No. 101 — Language for imagination ⫶ Richelieu's rotunda in 2048 ⫶ Vous avez trouvé votre bonheur?
the most potent compost for the imagination
Hi, I’m Linda. I write a bi-weekly newsletter exploring the intersections of computer science, childhood, and culture.
1.
I drafted a piece on speculative RFC design, inspired by Alexandra Lange’s work on urban design, and how the same principles could help build a better Internet, but my mind is still too scattered to finish it. Lange’s writing on family-centered cities still stays with me.
2.
Large language model weights are now part of history. In Brussels recently, conversation turned to a growing concern: who should preserve human-originated knowledge as synthetic data and AI slop flood our information systems? Museums? Archives? Libraries? Matt Webb touches upon this with The need for a strategic fact reserve.
3.
Speaking of libraries: spent a morning working at the Bibliothèque nationale de France’s Richelieu site. Its rotunda-shaped reading room would make for a gorgeous strategic fact reserve. The year is 2487. The national library no longer tries to store everything: just facts with an unusually long half-life, from time before generative AI.
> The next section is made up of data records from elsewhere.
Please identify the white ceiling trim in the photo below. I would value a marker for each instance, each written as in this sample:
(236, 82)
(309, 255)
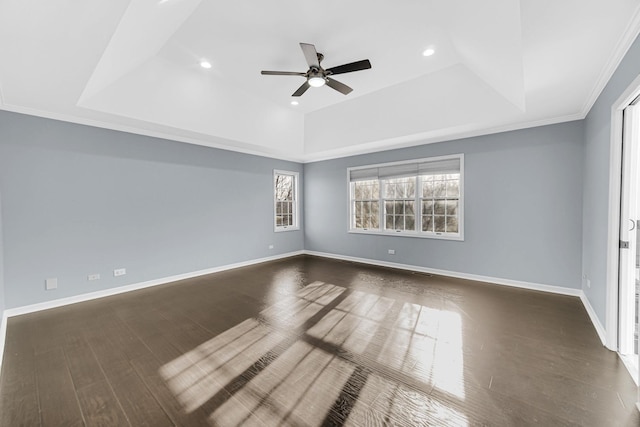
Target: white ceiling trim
(622, 47)
(144, 132)
(428, 138)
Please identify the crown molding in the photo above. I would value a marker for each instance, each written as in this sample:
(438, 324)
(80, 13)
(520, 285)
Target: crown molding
(622, 47)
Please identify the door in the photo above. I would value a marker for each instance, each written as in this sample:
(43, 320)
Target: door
(629, 269)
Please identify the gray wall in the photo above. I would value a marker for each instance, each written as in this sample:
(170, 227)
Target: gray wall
(2, 292)
(523, 208)
(78, 200)
(596, 180)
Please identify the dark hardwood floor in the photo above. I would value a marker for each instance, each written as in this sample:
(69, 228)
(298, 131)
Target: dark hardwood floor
(311, 341)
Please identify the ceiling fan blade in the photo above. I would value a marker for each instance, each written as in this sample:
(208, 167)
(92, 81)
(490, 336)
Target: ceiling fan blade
(281, 73)
(348, 68)
(302, 89)
(310, 54)
(340, 87)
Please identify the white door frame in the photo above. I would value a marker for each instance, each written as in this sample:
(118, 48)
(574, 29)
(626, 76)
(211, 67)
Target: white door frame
(628, 217)
(613, 239)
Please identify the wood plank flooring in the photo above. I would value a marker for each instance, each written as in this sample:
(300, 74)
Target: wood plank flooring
(311, 341)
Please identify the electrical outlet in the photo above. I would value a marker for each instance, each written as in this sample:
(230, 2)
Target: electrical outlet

Meanwhile, the reading room is free for anyone visiting Paris. (Pictured above Salle Labroust as my actual photos had recognisable people. This one requires a research pass, but salle Ovale is equally majestic and you can just pop-in.)
4.
My intuition is going forward we’ll need more precise language to talk about imagination, human or machine. Like human imagination has both involuntary mode (dreaming, mind-wandering) and a voluntary mode (creativity, goal-directed innovation). But for large language models we just say: “the model hallucinates”. To me, hallucination is the most interesting part of large language models.
5.
“I have always been a voracious reader of what I call invisible literatures — scientific journals, technical manuals, pharmaceutical company brochures, think-tank internal documents, PR company position papers — part of that universe of published material to which most literate people have scarcely any access but which provides the most potent compost for the imagination. “ - J.G Ballard on his favorite reads.
6.
I promised my family a pause, no writing, no big projects and then I slipped and find myself deep in puddles of ideas: cellular automata, motherhood, memory leaks, egg freezing, recursion, evolution as computation. And time. I’m always thinking about time. My reading list has a lot of Lewis Thomas, and a few books by Philipp Ball and Oliver Sacks, but who else should I be reading on biology, science and computation? Especially female voices?
7.
“The popular view that science is the process of studying what the world is like needs to be given an important qualification: science tends to be the study of what we can study. Its focus is biased toward those aspects of the world for which we have experimental and conceptual tools. The most populous organisms on the planet-single-celled bacteria and archaea-were not just unstudied but unknown until, in the late seventeenth century, microscopes were developed with sufficient resolution to see them. Viruses, being even smaller, weren't discovered for a further two hundred years. So for most of history, zoologists were, despite their zeal and diligence, ignorant of most of the biosphere. It is no different today: it's not just that we are limited by our tools, but that this limitation skews our perception of how the world, and how life, works.” - Philip Ball’s How Life Works
8.
Introducing the Historical Tech Tree. Lovely, crafty map of the history of technologies and the prerequisites, improvements and inspirations in-between.It reminded me of Kate Crawford’s and Vladan Joler’s Calculating Empires I saw at Jeu de Paume a few weeks ago. It’s there as a physical installation, a map room of sorts and it became my favorite way to experience a map.
9.
“Vous avez trouvé votre bonheur? / Did you find your happiness?” asks the salesclerk at Picard. She was talking about dinner ingredients, but the Finn in me immediately started to think about how I indeed have found my happiness. It’s moments of beauty like these I love in Paris.